Levittown Public Library. (1978). Pastry Demo: Sylvia Weinstock Instructing Workshop [Photograph]. Levittown Public Library Publicity Photographs Collection. (LHC.LPP.1020, LPP.015). Levittown History Collection, Levittown Public Library, Levittown, NY.LHC.LPP.1020_LPP.012

Levittown Public Library. (1978). Pastry Demo: Sylvia Weinstock Instructing Workshop, Assisting Participants [Photograph]. Levittown Public Library Publicity Photographs Collection. (LHC.LPP.1020, LPP.015). Levittown History Collection, Levittown Public Library, Levittown, NY.


Weinstock began her career as an elementary school teacher on Long Island, having completed her bachelor’s degree at Hunter College and a master’s degree in education at Queens College. It wasn’t until 1980, at the age of 50, that she began baking professionally from her own store in Manhattan, Sylvia Weinstock Cakes, founded by Weinstock and her husband, Ben. She had practiced the art during her family’s ski trips to Hunter Mountain in Upstate New York.² The business started out small, with cakes ordered and purchased by appointment. However, demand quickly grew within the next few years, when she was commissioned by top hotels in the city and by the elite. Over the years, word spread even further, and throughout her career Weinstock’s impressive clientele included celebrities such as Whitney Houston, Oprah Winfrey, Robert De Niro, and Bill Gates, and political figures like the Kennedys and Clintons.³ 


Creator: Manny Hernandez | Credit: Getty Images

Copyright: 2014 Getty Images


How did Weinstock’s business become highly successful so quickly? Her cake decorating was considered transformative in the industry. Traditionally, wedding cakes were small and simple with little decoration. Weinstock transformed the way these desserts were decorated by creating extravagant floral designs and multiple layers. To create perfect replicas, she deconstructed real roses and studied each petal, sculpting her sugar dough flowers until they were just right. Another staple of her cakes was that she only used buttercream icing, which takes more time to smoothen, but refused to take the “easier” route with fondant. She once told The New York Times, “I hate fondant. It’s cheap and easy.”

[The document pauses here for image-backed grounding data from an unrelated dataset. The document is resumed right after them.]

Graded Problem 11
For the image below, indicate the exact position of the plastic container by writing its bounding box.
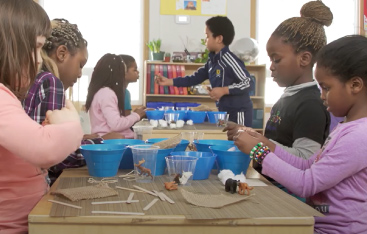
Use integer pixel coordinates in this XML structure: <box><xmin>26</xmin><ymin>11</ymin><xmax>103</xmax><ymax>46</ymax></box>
<box><xmin>146</xmin><ymin>138</ymin><xmax>190</xmax><ymax>152</ymax></box>
<box><xmin>209</xmin><ymin>145</ymin><xmax>251</xmax><ymax>175</ymax></box>
<box><xmin>164</xmin><ymin>113</ymin><xmax>179</xmax><ymax>126</ymax></box>
<box><xmin>145</xmin><ymin>110</ymin><xmax>165</xmax><ymax>120</ymax></box>
<box><xmin>175</xmin><ymin>110</ymin><xmax>187</xmax><ymax>121</ymax></box>
<box><xmin>207</xmin><ymin>111</ymin><xmax>227</xmax><ymax>124</ymax></box>
<box><xmin>132</xmin><ymin>125</ymin><xmax>154</xmax><ymax>140</ymax></box>
<box><xmin>103</xmin><ymin>139</ymin><xmax>145</xmax><ymax>169</ymax></box>
<box><xmin>214</xmin><ymin>113</ymin><xmax>229</xmax><ymax>127</ymax></box>
<box><xmin>80</xmin><ymin>144</ymin><xmax>126</xmax><ymax>177</ymax></box>
<box><xmin>194</xmin><ymin>139</ymin><xmax>234</xmax><ymax>152</ymax></box>
<box><xmin>170</xmin><ymin>151</ymin><xmax>216</xmax><ymax>180</ymax></box>
<box><xmin>165</xmin><ymin>156</ymin><xmax>198</xmax><ymax>186</ymax></box>
<box><xmin>187</xmin><ymin>111</ymin><xmax>207</xmax><ymax>123</ymax></box>
<box><xmin>131</xmin><ymin>145</ymin><xmax>159</xmax><ymax>183</ymax></box>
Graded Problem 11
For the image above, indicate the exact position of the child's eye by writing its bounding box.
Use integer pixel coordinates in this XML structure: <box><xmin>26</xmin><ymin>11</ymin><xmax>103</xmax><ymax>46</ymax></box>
<box><xmin>321</xmin><ymin>86</ymin><xmax>329</xmax><ymax>91</ymax></box>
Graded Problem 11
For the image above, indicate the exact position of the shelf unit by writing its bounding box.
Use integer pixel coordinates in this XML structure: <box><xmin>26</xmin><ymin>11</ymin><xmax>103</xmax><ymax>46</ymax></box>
<box><xmin>143</xmin><ymin>61</ymin><xmax>266</xmax><ymax>131</ymax></box>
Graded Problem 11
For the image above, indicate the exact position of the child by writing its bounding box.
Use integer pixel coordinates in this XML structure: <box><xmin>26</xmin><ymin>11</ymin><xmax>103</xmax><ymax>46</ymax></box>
<box><xmin>23</xmin><ymin>19</ymin><xmax>123</xmax><ymax>185</ymax></box>
<box><xmin>0</xmin><ymin>0</ymin><xmax>83</xmax><ymax>232</ymax></box>
<box><xmin>119</xmin><ymin>54</ymin><xmax>140</xmax><ymax>116</ymax></box>
<box><xmin>234</xmin><ymin>35</ymin><xmax>367</xmax><ymax>234</ymax></box>
<box><xmin>227</xmin><ymin>0</ymin><xmax>331</xmax><ymax>160</ymax></box>
<box><xmin>86</xmin><ymin>53</ymin><xmax>146</xmax><ymax>138</ymax></box>
<box><xmin>155</xmin><ymin>16</ymin><xmax>253</xmax><ymax>126</ymax></box>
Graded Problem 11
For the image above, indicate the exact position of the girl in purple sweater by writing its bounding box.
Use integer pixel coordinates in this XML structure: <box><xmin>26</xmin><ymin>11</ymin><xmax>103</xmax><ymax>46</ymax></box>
<box><xmin>234</xmin><ymin>35</ymin><xmax>367</xmax><ymax>234</ymax></box>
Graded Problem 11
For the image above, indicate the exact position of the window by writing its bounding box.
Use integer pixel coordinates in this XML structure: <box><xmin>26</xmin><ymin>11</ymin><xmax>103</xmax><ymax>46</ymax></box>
<box><xmin>256</xmin><ymin>0</ymin><xmax>359</xmax><ymax>105</ymax></box>
<box><xmin>40</xmin><ymin>0</ymin><xmax>144</xmax><ymax>105</ymax></box>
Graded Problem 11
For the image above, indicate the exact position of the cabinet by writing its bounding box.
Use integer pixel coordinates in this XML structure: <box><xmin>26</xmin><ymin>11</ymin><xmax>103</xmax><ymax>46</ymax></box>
<box><xmin>142</xmin><ymin>61</ymin><xmax>266</xmax><ymax>131</ymax></box>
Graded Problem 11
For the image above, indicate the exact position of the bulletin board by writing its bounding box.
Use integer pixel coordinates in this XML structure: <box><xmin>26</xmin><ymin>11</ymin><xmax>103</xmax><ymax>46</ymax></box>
<box><xmin>160</xmin><ymin>0</ymin><xmax>227</xmax><ymax>16</ymax></box>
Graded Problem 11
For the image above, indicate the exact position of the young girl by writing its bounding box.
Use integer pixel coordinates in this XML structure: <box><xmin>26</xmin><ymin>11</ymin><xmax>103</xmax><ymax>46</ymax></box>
<box><xmin>86</xmin><ymin>53</ymin><xmax>146</xmax><ymax>139</ymax></box>
<box><xmin>119</xmin><ymin>54</ymin><xmax>140</xmax><ymax>116</ymax></box>
<box><xmin>227</xmin><ymin>1</ymin><xmax>331</xmax><ymax>179</ymax></box>
<box><xmin>234</xmin><ymin>35</ymin><xmax>367</xmax><ymax>234</ymax></box>
<box><xmin>0</xmin><ymin>0</ymin><xmax>83</xmax><ymax>232</ymax></box>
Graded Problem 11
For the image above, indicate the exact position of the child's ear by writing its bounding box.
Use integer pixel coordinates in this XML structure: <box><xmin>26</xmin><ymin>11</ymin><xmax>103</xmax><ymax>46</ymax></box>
<box><xmin>299</xmin><ymin>51</ymin><xmax>312</xmax><ymax>67</ymax></box>
<box><xmin>55</xmin><ymin>45</ymin><xmax>69</xmax><ymax>63</ymax></box>
<box><xmin>349</xmin><ymin>76</ymin><xmax>364</xmax><ymax>94</ymax></box>
<box><xmin>215</xmin><ymin>35</ymin><xmax>224</xmax><ymax>44</ymax></box>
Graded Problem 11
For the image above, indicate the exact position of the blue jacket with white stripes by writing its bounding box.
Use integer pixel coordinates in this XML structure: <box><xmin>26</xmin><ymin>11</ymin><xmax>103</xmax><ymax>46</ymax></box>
<box><xmin>173</xmin><ymin>46</ymin><xmax>252</xmax><ymax>113</ymax></box>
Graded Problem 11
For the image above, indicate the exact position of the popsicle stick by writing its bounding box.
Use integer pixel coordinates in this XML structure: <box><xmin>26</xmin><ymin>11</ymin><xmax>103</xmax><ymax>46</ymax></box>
<box><xmin>115</xmin><ymin>186</ymin><xmax>147</xmax><ymax>194</ymax></box>
<box><xmin>143</xmin><ymin>198</ymin><xmax>159</xmax><ymax>211</ymax></box>
<box><xmin>160</xmin><ymin>193</ymin><xmax>175</xmax><ymax>204</ymax></box>
<box><xmin>127</xmin><ymin>193</ymin><xmax>134</xmax><ymax>204</ymax></box>
<box><xmin>48</xmin><ymin>200</ymin><xmax>82</xmax><ymax>209</ymax></box>
<box><xmin>133</xmin><ymin>185</ymin><xmax>158</xmax><ymax>197</ymax></box>
<box><xmin>91</xmin><ymin>200</ymin><xmax>139</xmax><ymax>205</ymax></box>
<box><xmin>92</xmin><ymin>211</ymin><xmax>144</xmax><ymax>215</ymax></box>
<box><xmin>153</xmin><ymin>190</ymin><xmax>165</xmax><ymax>201</ymax></box>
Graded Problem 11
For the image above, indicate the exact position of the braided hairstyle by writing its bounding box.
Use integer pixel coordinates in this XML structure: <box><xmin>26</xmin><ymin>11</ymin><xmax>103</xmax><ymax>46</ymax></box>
<box><xmin>42</xmin><ymin>19</ymin><xmax>87</xmax><ymax>76</ymax></box>
<box><xmin>85</xmin><ymin>54</ymin><xmax>127</xmax><ymax>116</ymax></box>
<box><xmin>272</xmin><ymin>0</ymin><xmax>333</xmax><ymax>64</ymax></box>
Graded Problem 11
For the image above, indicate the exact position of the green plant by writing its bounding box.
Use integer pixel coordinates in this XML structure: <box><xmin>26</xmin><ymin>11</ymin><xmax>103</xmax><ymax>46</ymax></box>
<box><xmin>195</xmin><ymin>39</ymin><xmax>209</xmax><ymax>63</ymax></box>
<box><xmin>146</xmin><ymin>39</ymin><xmax>162</xmax><ymax>53</ymax></box>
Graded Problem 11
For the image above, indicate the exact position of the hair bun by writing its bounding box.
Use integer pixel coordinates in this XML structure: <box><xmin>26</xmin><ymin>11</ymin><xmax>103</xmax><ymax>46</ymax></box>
<box><xmin>300</xmin><ymin>0</ymin><xmax>333</xmax><ymax>27</ymax></box>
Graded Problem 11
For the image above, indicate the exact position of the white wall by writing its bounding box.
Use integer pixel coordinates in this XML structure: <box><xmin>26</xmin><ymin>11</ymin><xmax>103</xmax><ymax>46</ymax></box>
<box><xmin>149</xmin><ymin>0</ymin><xmax>252</xmax><ymax>54</ymax></box>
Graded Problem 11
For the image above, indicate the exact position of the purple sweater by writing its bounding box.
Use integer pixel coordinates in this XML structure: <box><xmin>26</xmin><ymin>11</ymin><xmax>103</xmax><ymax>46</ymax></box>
<box><xmin>262</xmin><ymin>117</ymin><xmax>367</xmax><ymax>234</ymax></box>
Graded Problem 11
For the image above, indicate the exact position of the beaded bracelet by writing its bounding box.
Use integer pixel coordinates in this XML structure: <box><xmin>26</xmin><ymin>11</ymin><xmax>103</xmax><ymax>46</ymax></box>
<box><xmin>249</xmin><ymin>142</ymin><xmax>263</xmax><ymax>159</ymax></box>
<box><xmin>254</xmin><ymin>145</ymin><xmax>271</xmax><ymax>164</ymax></box>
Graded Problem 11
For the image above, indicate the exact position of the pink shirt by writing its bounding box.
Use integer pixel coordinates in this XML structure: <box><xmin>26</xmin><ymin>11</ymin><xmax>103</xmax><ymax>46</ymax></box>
<box><xmin>0</xmin><ymin>84</ymin><xmax>83</xmax><ymax>233</ymax></box>
<box><xmin>262</xmin><ymin>118</ymin><xmax>367</xmax><ymax>234</ymax></box>
<box><xmin>89</xmin><ymin>87</ymin><xmax>140</xmax><ymax>139</ymax></box>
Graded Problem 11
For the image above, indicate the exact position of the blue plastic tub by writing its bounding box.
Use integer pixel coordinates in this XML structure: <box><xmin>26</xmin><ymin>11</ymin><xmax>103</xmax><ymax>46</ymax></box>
<box><xmin>194</xmin><ymin>139</ymin><xmax>234</xmax><ymax>152</ymax></box>
<box><xmin>207</xmin><ymin>111</ymin><xmax>227</xmax><ymax>124</ymax></box>
<box><xmin>146</xmin><ymin>110</ymin><xmax>165</xmax><ymax>120</ymax></box>
<box><xmin>209</xmin><ymin>145</ymin><xmax>251</xmax><ymax>175</ymax></box>
<box><xmin>170</xmin><ymin>151</ymin><xmax>216</xmax><ymax>180</ymax></box>
<box><xmin>80</xmin><ymin>144</ymin><xmax>126</xmax><ymax>177</ymax></box>
<box><xmin>143</xmin><ymin>143</ymin><xmax>174</xmax><ymax>176</ymax></box>
<box><xmin>146</xmin><ymin>138</ymin><xmax>189</xmax><ymax>152</ymax></box>
<box><xmin>103</xmin><ymin>139</ymin><xmax>145</xmax><ymax>169</ymax></box>
<box><xmin>187</xmin><ymin>111</ymin><xmax>207</xmax><ymax>123</ymax></box>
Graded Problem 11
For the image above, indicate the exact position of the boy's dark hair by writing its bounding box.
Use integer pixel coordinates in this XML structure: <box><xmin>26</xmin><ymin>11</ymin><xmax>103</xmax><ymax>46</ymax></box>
<box><xmin>119</xmin><ymin>54</ymin><xmax>136</xmax><ymax>69</ymax></box>
<box><xmin>316</xmin><ymin>35</ymin><xmax>367</xmax><ymax>84</ymax></box>
<box><xmin>272</xmin><ymin>0</ymin><xmax>333</xmax><ymax>64</ymax></box>
<box><xmin>85</xmin><ymin>54</ymin><xmax>126</xmax><ymax>115</ymax></box>
<box><xmin>0</xmin><ymin>0</ymin><xmax>50</xmax><ymax>99</ymax></box>
<box><xmin>205</xmin><ymin>16</ymin><xmax>235</xmax><ymax>46</ymax></box>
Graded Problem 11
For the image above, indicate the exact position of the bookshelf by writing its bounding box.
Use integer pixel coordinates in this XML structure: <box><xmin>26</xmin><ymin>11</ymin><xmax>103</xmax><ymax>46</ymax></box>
<box><xmin>142</xmin><ymin>61</ymin><xmax>266</xmax><ymax>131</ymax></box>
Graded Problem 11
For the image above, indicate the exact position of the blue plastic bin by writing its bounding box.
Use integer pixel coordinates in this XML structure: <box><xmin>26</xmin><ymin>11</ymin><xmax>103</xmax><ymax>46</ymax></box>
<box><xmin>146</xmin><ymin>110</ymin><xmax>165</xmax><ymax>120</ymax></box>
<box><xmin>80</xmin><ymin>144</ymin><xmax>126</xmax><ymax>177</ymax></box>
<box><xmin>170</xmin><ymin>151</ymin><xmax>216</xmax><ymax>180</ymax></box>
<box><xmin>194</xmin><ymin>139</ymin><xmax>234</xmax><ymax>152</ymax></box>
<box><xmin>144</xmin><ymin>143</ymin><xmax>174</xmax><ymax>176</ymax></box>
<box><xmin>146</xmin><ymin>138</ymin><xmax>190</xmax><ymax>152</ymax></box>
<box><xmin>103</xmin><ymin>139</ymin><xmax>145</xmax><ymax>169</ymax></box>
<box><xmin>187</xmin><ymin>111</ymin><xmax>207</xmax><ymax>123</ymax></box>
<box><xmin>210</xmin><ymin>145</ymin><xmax>251</xmax><ymax>175</ymax></box>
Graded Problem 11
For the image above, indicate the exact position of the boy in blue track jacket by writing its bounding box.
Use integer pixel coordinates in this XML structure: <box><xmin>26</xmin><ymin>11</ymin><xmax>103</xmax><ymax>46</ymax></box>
<box><xmin>155</xmin><ymin>16</ymin><xmax>253</xmax><ymax>126</ymax></box>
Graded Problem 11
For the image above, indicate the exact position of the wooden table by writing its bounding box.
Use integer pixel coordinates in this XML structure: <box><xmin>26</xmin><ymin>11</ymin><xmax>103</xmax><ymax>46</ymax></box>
<box><xmin>29</xmin><ymin>167</ymin><xmax>320</xmax><ymax>234</ymax></box>
<box><xmin>143</xmin><ymin>123</ymin><xmax>228</xmax><ymax>140</ymax></box>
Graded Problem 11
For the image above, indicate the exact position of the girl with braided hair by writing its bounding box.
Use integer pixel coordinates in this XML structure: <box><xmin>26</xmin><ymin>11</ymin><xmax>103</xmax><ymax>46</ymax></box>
<box><xmin>226</xmin><ymin>0</ymin><xmax>331</xmax><ymax>200</ymax></box>
<box><xmin>86</xmin><ymin>53</ymin><xmax>146</xmax><ymax>139</ymax></box>
<box><xmin>0</xmin><ymin>1</ymin><xmax>83</xmax><ymax>232</ymax></box>
<box><xmin>23</xmin><ymin>19</ymin><xmax>123</xmax><ymax>185</ymax></box>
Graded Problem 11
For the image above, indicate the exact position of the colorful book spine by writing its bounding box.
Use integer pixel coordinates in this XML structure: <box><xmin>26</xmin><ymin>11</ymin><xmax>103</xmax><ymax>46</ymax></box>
<box><xmin>158</xmin><ymin>64</ymin><xmax>164</xmax><ymax>94</ymax></box>
<box><xmin>150</xmin><ymin>64</ymin><xmax>155</xmax><ymax>94</ymax></box>
<box><xmin>146</xmin><ymin>64</ymin><xmax>151</xmax><ymax>94</ymax></box>
<box><xmin>154</xmin><ymin>64</ymin><xmax>159</xmax><ymax>94</ymax></box>
<box><xmin>180</xmin><ymin>65</ymin><xmax>188</xmax><ymax>95</ymax></box>
<box><xmin>172</xmin><ymin>65</ymin><xmax>180</xmax><ymax>95</ymax></box>
<box><xmin>175</xmin><ymin>65</ymin><xmax>184</xmax><ymax>95</ymax></box>
<box><xmin>162</xmin><ymin>65</ymin><xmax>169</xmax><ymax>94</ymax></box>
<box><xmin>167</xmin><ymin>65</ymin><xmax>175</xmax><ymax>94</ymax></box>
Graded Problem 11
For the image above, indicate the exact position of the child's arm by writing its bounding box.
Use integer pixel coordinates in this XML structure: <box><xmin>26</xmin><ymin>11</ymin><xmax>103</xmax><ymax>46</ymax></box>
<box><xmin>223</xmin><ymin>54</ymin><xmax>251</xmax><ymax>96</ymax></box>
<box><xmin>23</xmin><ymin>73</ymin><xmax>65</xmax><ymax>124</ymax></box>
<box><xmin>262</xmin><ymin>126</ymin><xmax>367</xmax><ymax>198</ymax></box>
<box><xmin>156</xmin><ymin>64</ymin><xmax>209</xmax><ymax>87</ymax></box>
<box><xmin>0</xmin><ymin>91</ymin><xmax>83</xmax><ymax>169</ymax></box>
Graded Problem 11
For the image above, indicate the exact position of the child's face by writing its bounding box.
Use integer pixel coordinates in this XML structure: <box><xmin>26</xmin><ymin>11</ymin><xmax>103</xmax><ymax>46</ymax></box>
<box><xmin>35</xmin><ymin>36</ymin><xmax>46</xmax><ymax>72</ymax></box>
<box><xmin>125</xmin><ymin>61</ymin><xmax>139</xmax><ymax>84</ymax></box>
<box><xmin>58</xmin><ymin>46</ymin><xmax>88</xmax><ymax>90</ymax></box>
<box><xmin>266</xmin><ymin>35</ymin><xmax>304</xmax><ymax>87</ymax></box>
<box><xmin>315</xmin><ymin>66</ymin><xmax>350</xmax><ymax>117</ymax></box>
<box><xmin>205</xmin><ymin>26</ymin><xmax>219</xmax><ymax>53</ymax></box>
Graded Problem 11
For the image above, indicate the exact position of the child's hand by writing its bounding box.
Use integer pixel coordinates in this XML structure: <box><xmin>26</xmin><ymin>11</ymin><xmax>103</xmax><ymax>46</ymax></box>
<box><xmin>208</xmin><ymin>87</ymin><xmax>229</xmax><ymax>101</ymax></box>
<box><xmin>133</xmin><ymin>106</ymin><xmax>146</xmax><ymax>119</ymax></box>
<box><xmin>45</xmin><ymin>100</ymin><xmax>80</xmax><ymax>125</ymax></box>
<box><xmin>223</xmin><ymin>122</ymin><xmax>243</xmax><ymax>140</ymax></box>
<box><xmin>155</xmin><ymin>73</ymin><xmax>173</xmax><ymax>86</ymax></box>
<box><xmin>102</xmin><ymin>132</ymin><xmax>125</xmax><ymax>140</ymax></box>
<box><xmin>83</xmin><ymin>133</ymin><xmax>99</xmax><ymax>140</ymax></box>
<box><xmin>233</xmin><ymin>131</ymin><xmax>261</xmax><ymax>154</ymax></box>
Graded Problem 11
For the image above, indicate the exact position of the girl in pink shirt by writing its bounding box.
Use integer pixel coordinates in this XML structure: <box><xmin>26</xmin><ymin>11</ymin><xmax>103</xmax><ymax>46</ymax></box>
<box><xmin>85</xmin><ymin>54</ymin><xmax>146</xmax><ymax>139</ymax></box>
<box><xmin>234</xmin><ymin>35</ymin><xmax>367</xmax><ymax>234</ymax></box>
<box><xmin>0</xmin><ymin>1</ymin><xmax>83</xmax><ymax>233</ymax></box>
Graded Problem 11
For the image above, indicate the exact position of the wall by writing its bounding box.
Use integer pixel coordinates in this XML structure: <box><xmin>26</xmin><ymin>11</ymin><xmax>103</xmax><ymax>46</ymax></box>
<box><xmin>148</xmin><ymin>0</ymin><xmax>252</xmax><ymax>54</ymax></box>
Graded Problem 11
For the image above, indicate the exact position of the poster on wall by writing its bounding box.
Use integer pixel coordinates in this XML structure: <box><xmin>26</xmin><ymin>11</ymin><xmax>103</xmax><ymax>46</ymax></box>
<box><xmin>161</xmin><ymin>0</ymin><xmax>227</xmax><ymax>16</ymax></box>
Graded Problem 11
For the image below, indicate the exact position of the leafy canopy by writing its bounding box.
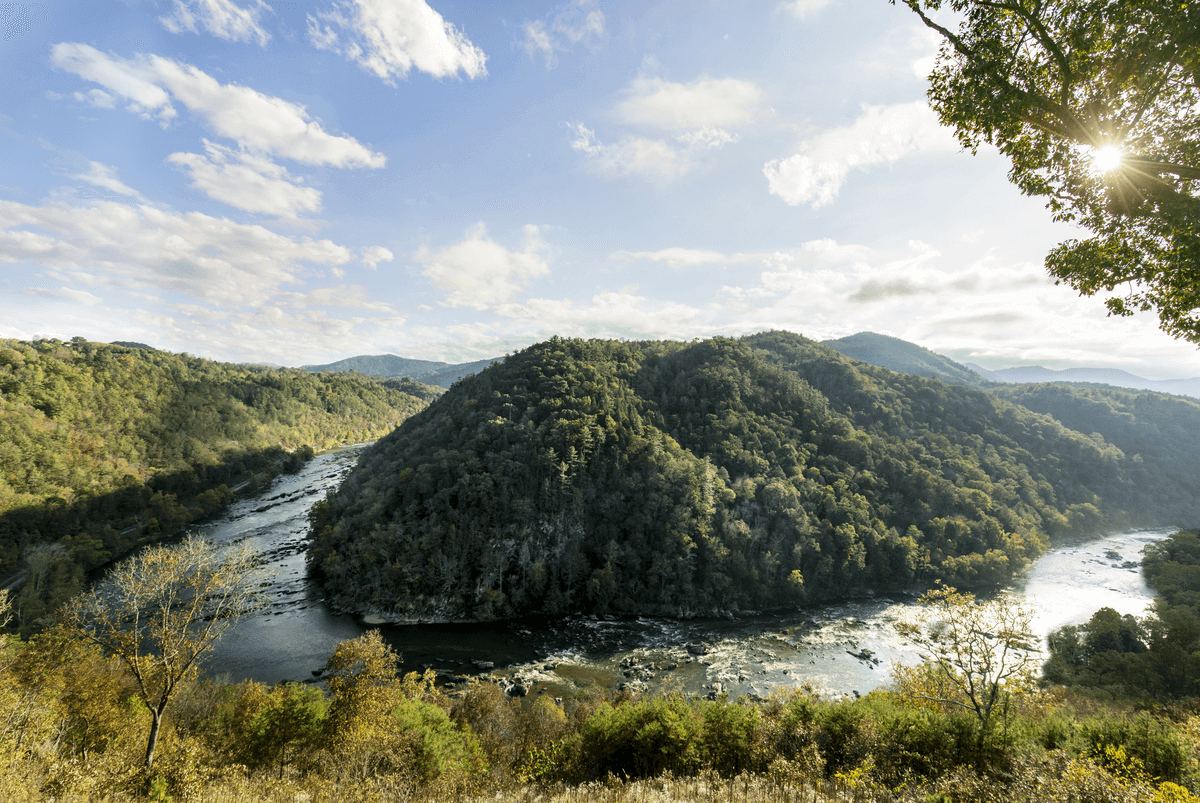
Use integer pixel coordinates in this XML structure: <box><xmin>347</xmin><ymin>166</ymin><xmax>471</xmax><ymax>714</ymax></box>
<box><xmin>896</xmin><ymin>0</ymin><xmax>1200</xmax><ymax>342</ymax></box>
<box><xmin>64</xmin><ymin>532</ymin><xmax>266</xmax><ymax>769</ymax></box>
<box><xmin>894</xmin><ymin>584</ymin><xmax>1042</xmax><ymax>750</ymax></box>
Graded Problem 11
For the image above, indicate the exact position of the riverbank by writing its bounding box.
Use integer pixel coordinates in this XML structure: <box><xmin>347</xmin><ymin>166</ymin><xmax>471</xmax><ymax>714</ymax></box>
<box><xmin>198</xmin><ymin>447</ymin><xmax>1175</xmax><ymax>698</ymax></box>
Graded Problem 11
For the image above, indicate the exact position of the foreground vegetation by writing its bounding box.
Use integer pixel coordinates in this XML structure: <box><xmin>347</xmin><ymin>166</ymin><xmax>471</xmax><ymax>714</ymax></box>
<box><xmin>310</xmin><ymin>332</ymin><xmax>1200</xmax><ymax>621</ymax></box>
<box><xmin>0</xmin><ymin>337</ymin><xmax>435</xmax><ymax>634</ymax></box>
<box><xmin>3</xmin><ymin>593</ymin><xmax>1200</xmax><ymax>802</ymax></box>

Later in her career, she appeared as a guest judge on several reality competition baking shows. She appeared in Season 1, Episode 9 of Top Chef: Just Desserts in 2010, Season 1, Episode 1 of Nailed It! in 2018, and Season 43, Episode 11 of Chopped: Sweets in 2019. 


Sylvia Weinstock and fellow judge Jacques Torres advising a contestant on Nailed It!

Creator: Greg Gayne / Netflix

Copyright: 2018 Netflix


She remained highly successful in her career until her death in 2021 at the age of 91. Her work pioneered an entire culinary industry, influencing the luxury art around the world and for future generations of bakers and artists. She is appropriately dubbed the “da Vinci of Wedding Cakes” and “Queen of Cakes” by the media and peers in the industry.  


Sylvia Weinstock’s remarkable career serves as a reminder that the impact of a public library’s programming can extend far beyond the event. What began as a simple, local workshop in 1979 now stands as part of Levittown Public Library’s history, preserved as physical, and newly digital, photographs in its collection. Her story shows how community programs can bring people together to create, learn, and form lasting connections, and perhaps become a stepping stone to unexpected opportunities.